NeoImmuneTech’s drug NT-I7 has shown the potential to reduce the number of cells needed in a CAR-T therapy infusion fivefold, as well as boosting survival rates.
CAR-T cell therapy has become increasingly common as a way of treating refractory hematologic malignancies over the past decade. Approved therapies involve taking T cells out of a patient’s blood so they can be changed in the lab to add a gene for a chimeric antigen receptor, or CAR, before being administered back into the patient.
Despite this progress, ensuring these CAR-T cells remain in the body long term can be an issue, potentially leading to relapse of a patient’s cancer. Caribou Biosciences’ initially promising allogeneic CAR-T for non-Hodgkin lymphoma just suffered this fate in updated data presented at the European Hematology Association congress last week.
Step forward NT-I7, also known as efineptakin alfa. The investigational NeoImmuneTech drug is a long-acting human interleukin 7, a protein involved in sustaining the body’s immune response to antigens such as cancer of infectious diseases.

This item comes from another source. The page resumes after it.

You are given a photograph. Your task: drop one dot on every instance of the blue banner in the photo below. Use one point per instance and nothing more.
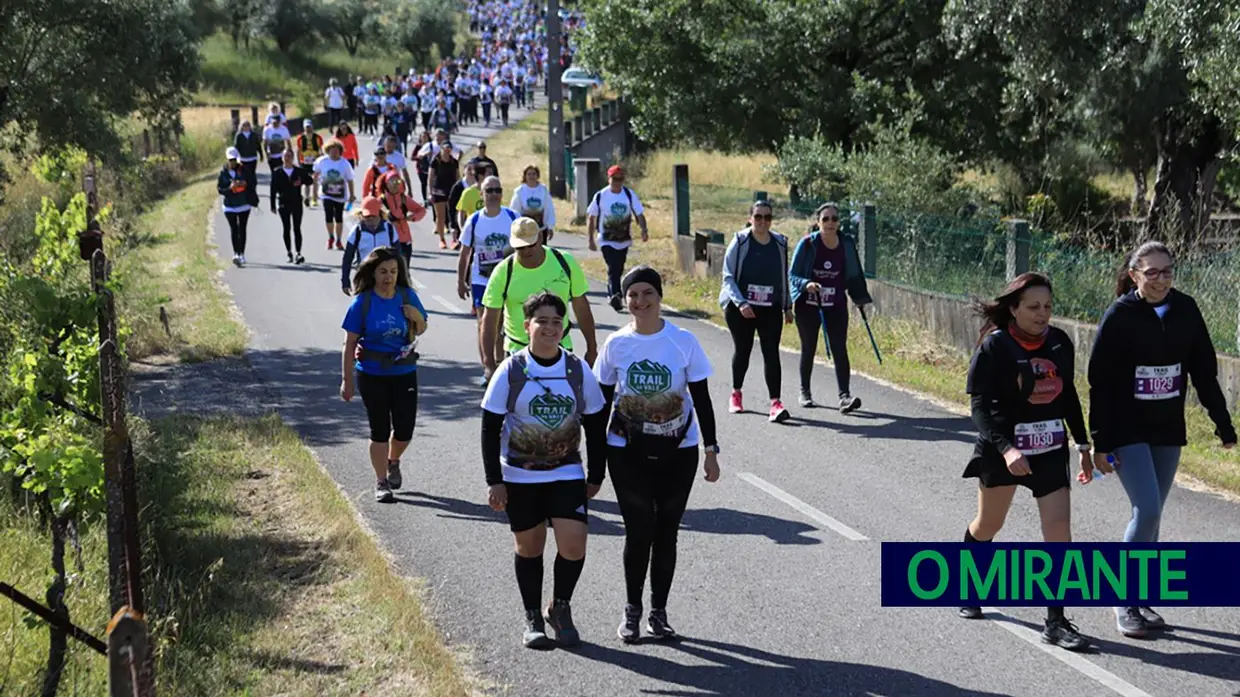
(1204, 574)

Using models of three different types of blood cancer, a team at Washington University tested whether NT-I7 could give a CAR-T product improved durability and tumor-killing abilities. Their research showed that NT-I7 protected CD19-targeting CAR-T cells from cell death in mice, enhancing the viability of these cells while promoting their expansion in the presence of CD19+ tumor cells.
In their findings, published June 13 in the journal Nature Communications, they noted that the combination of NT-I7 and CAR-T cells “significantly prolonged” survival in mice. Not only that, adding NT-I7 to the mix reduced the minimum number of CAR-T cells needed to achieve a survival benefit, as the drug expanded and increased the tumor-killing abilities of the CAR-T cells.
“Those results demonstrate the broad applicability of NT-I7 for cellular therapy, in addition to its well-documented benefits as a long-acting human IL-7 that has the potential to amplify T cells across the subsets, boost the immune system and enhance the anti-tumor response in people with hematologic malignancies and solid tumors,” Se Hwan Yang, Ph.D., president and CEO of NeoImmuneTech, said in a statement.
The biotech’s next big moment will be seeing whether NT-17 can have a similar effect in humans. A phase 1 trial of the drug in combination with Novartis’ CAR-T Kymriah in relapsed/refractory large B-cell lymphoma is already underway, with an estimated completion date of February 2026.